Realismo capitalista, págs. 33-34.
Portanto, como falei, o objetivo dessa arte era um reforço ideológico e psicológico - como Fisher diz, é uma atmosfera que permeia diversas relações sociais e culturais que extrapolam o terreno da arte. Fisher continua:
Não é preciso dizer que o conta como “realista”, o que parece possível em qualquer ponto do campo social, é definido por uma série de determinações políticas. Uma posição ideológica nunca é realmente bem-sucedida até ser naturalizada, e não pode ser naturalizada enquanto ainda for pensada como valor, e não como um fato. Não por acaso, o neoliberalismo tem procurado acabar com a própria categoria de valor em um sentido ético. Ao longo dos últimos trinta anos, o realismo capitalista implantou com sucesso uma “ontologia empresarial”, na qual é simplesmente óbvio que tudo na sociedade, incluindo saúde e educação, deve ser administrado como uma empresa.
Realismo capitalista, págs. 34.
O paradoxo do realismo capitalista, assim como o socialista, é o fato de que ele, na verdade, recobre o “Real” com uma mentira, uma distorção. O realismo surge como uma forma de naturalizar ideias e conceitos e formas sociais de organização e economia, anulando outras visões possíveis sobre o Real. Por isso ele tem que ser algo simplificado, sem ambiguidade e com forte apelo emocional - como são as biografias de ícones pop.
O que ocorre no estágio atual do realismo capitalista é justamente a demanda de que todos somos marcas, brands, empresas, portanto.

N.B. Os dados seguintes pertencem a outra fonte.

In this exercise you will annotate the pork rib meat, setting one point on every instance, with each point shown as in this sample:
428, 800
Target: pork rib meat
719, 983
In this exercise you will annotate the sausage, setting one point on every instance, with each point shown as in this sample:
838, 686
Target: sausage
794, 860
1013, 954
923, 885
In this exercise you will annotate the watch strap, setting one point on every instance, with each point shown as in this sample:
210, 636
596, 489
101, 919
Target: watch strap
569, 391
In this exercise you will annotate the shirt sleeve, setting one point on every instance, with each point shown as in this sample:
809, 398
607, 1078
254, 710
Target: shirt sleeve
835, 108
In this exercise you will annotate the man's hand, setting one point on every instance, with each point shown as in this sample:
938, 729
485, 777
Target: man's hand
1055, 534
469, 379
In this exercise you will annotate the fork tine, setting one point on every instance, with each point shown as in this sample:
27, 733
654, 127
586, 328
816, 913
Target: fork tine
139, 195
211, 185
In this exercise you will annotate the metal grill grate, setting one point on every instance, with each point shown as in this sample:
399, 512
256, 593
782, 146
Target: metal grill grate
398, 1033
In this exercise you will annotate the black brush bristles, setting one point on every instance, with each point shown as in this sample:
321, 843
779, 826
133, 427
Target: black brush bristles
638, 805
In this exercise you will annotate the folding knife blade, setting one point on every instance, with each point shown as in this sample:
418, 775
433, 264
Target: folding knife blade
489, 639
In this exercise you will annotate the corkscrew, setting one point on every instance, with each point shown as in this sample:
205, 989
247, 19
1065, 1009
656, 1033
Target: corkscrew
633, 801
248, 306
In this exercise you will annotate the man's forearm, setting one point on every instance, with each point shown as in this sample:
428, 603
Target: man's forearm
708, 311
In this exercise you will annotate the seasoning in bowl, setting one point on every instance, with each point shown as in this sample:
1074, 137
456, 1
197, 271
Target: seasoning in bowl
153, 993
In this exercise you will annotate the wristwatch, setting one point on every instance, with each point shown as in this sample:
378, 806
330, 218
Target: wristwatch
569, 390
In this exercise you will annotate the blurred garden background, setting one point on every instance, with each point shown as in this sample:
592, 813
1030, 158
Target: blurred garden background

Hoje as biografias de ícones pop atendem demandas que geralmente associamos a grandes corporações.
Assim, a história de Freddie Mercury é a história de um homem gay extremamente talentoso que quer viver sua vida de forma autêntica e expressiva, enfrentando preconceitos como a estigmatizações social da AIDS. Marilyn Monroe, em igual maneira, é uma ícone feminista, uma mulher talentosa que na verdade foi vitimada por homens em uma indústria machista, que lucra com o male gaze, que por sua vez instrumentaliza o corpo feminino e sua nudez (basta lembrar as críticas moralistas que Andrew Dominik recebeu por despir Ana de Armas - o tom das críticas era como se o diretor estivesse profanando uma estátua em uma igreja). Não há mais simplesmente o mito de Elvis e a unificação do sonho americano, que é algo que Michael Atkinson reparou nos biopics dos anos 80 e 90. Agora, o sonho americano foi fragmentado em um discurso de ESG, e deve atender diversas pautas. Permanece, no entanto, o caráter limitador do discurso realista, de naturalizar as ideias, ao mesmo tempo em que encobre a realidade ambígua, contraditória e paradoxal dos artistas que tais biopics afirmam retratar fielmente. O resultado é uma espécie de mercantilização dos biografados, onde eles se tornam commodities pensadas para o consumo seguro, consciente, que visa uma dieta balanceada.